Several times a year, I’m privileged to step away from my role as chief medical officer of a health insurance company and return to a previous role I cherish – teaching.
This isn’t the clinical teaching that I used to do as a hospital medicine attending or palliative medicine consultant. These are mostly 4th-year medical students who have 90 minutes or so set aside during their primary care rotation to learn about “the business of medicine.”
I always begin by telling them that when I went to medical school, “I always intended to become a health insurance executive – NOT!” (If I get a few laughs, I know the time will fly by.) I share the history of my improbable career arc and how I wound up doing something I didn’t even know existed when I was their age. And, I still try to impart some pearls of wisdom in case they remember any of this discussion as they embark on their own personal and professional journeys, knowing that at this stage in their young careers, they will be almost totally immersed in their clinical training.
I find myself being asked by an increasing number of mid- and even late-career physicians, “What did you have to do to get that job?” Sadly, what most of them are really saying is: “I need to find something else to do.
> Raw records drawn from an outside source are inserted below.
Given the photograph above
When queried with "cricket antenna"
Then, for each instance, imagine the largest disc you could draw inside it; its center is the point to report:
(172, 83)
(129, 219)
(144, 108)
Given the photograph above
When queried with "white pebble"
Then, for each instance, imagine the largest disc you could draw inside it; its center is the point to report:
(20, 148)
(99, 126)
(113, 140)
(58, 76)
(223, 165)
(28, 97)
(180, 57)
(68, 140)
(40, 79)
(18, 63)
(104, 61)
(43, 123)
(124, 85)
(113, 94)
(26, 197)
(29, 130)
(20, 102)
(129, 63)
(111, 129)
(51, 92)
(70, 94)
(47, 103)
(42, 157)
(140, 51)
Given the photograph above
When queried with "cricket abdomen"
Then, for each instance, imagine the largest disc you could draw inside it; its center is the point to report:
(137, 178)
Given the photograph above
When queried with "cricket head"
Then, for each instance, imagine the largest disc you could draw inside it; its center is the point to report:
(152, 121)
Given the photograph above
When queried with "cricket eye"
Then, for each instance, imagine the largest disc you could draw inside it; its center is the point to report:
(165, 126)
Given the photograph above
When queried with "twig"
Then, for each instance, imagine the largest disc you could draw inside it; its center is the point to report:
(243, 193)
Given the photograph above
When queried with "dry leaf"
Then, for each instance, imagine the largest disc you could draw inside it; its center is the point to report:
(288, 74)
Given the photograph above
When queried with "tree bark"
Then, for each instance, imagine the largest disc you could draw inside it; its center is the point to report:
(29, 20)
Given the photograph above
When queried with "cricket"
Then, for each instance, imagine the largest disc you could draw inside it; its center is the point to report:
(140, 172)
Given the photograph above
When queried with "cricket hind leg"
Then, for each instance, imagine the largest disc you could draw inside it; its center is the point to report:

I just don’t think I can do this for the rest of my working life.” As a practicing physician until only a few years ago, I completely empathize. The increased pace and productivity demands of medicine, the additional component of being measured on quality, safety, and patient experience, and the negative aspects of working in (for?) an electronic medical records system have all been cited as reasons for the increasing trend of provider burnout. So – preferably before you ever reach that point – allow me to share some of my personal “career pearls” that I share with those medical students.
1. Do what you love
Sounds simple, but too many of us make the expedient choice, or the one expected of us. Work is hard enough without being able to find some joy and meaning every day in what you do. Every job has aspects that must be tolerated, but if you don’t find a greater purpose in practicing medicine, then find a way to get it back – or think about doing something else.
2. When opportunity knocks, be prepared to answer the door
For me, I enjoyed caring for patients one at a time, perhaps 15 or so during any particular day. Being a hospitalist is important and fulfilling work. But my experience as a hospitalist enabled me to recognize the “quality chasms” that existed in my hospital and across the “system,” namely lost opportunities to provide better end-of-life care and to better coordinate care within the hospital and across the care continuum. A new mission evolved for me: to do whatever I could to improve the safety, quality, and efficiency of the care we provided, and to make the hospital a better place to work. I taught myself the clinical skills to practice palliative medicine, and I attended courses that helped me prepare to become a service line medical director in hopes of starting a program at my hospital. I also took on the role of medical director of care management at my hospital, which in a sense allowed me to help take care of several hundred patients at a time – the beginning of my transition to population health.
3. Be a lifelong learner
When these opportunities arose, I was prepared for the challenges thanks to training opportunities I actively sought out, and thanks to the support of my mentors and my medical group to attend leadership training, such as SHM’s Leadership Academy. No matter what your role in your group or at your hospital, gaining these valuable skills outside of the usual medical training will help position you for new opportunities that can only help you create a more sustainable career. And although I never went back to school to earn another advanced degree such as an MBA or MHA, additional formal education is something to consider. You can never have too many tools in your toolkit.
It’s good advice from your financial adviser, and it’s good advice for your career. I’m not suggesting you take on a side job as a lawyer or a carpenter, but you might want to think about becoming an expert in a related field like perioperative medicine, primary palliative care, or postacute care. Or consider developing a niche as a sought-after leader for hospital-based committees, such as Quality or P&T. Or maybe consider clinical research, even if you’re not at an academic medical center. The point I’m making – and I know this may seem controversial – is that practicing medicine 100% of the time is probably no longer a sustainable plan for the entire 30- to 40-year span of your postgraduate career. Find an area that you can develop into protected, paid time apart from providing direct clinical care.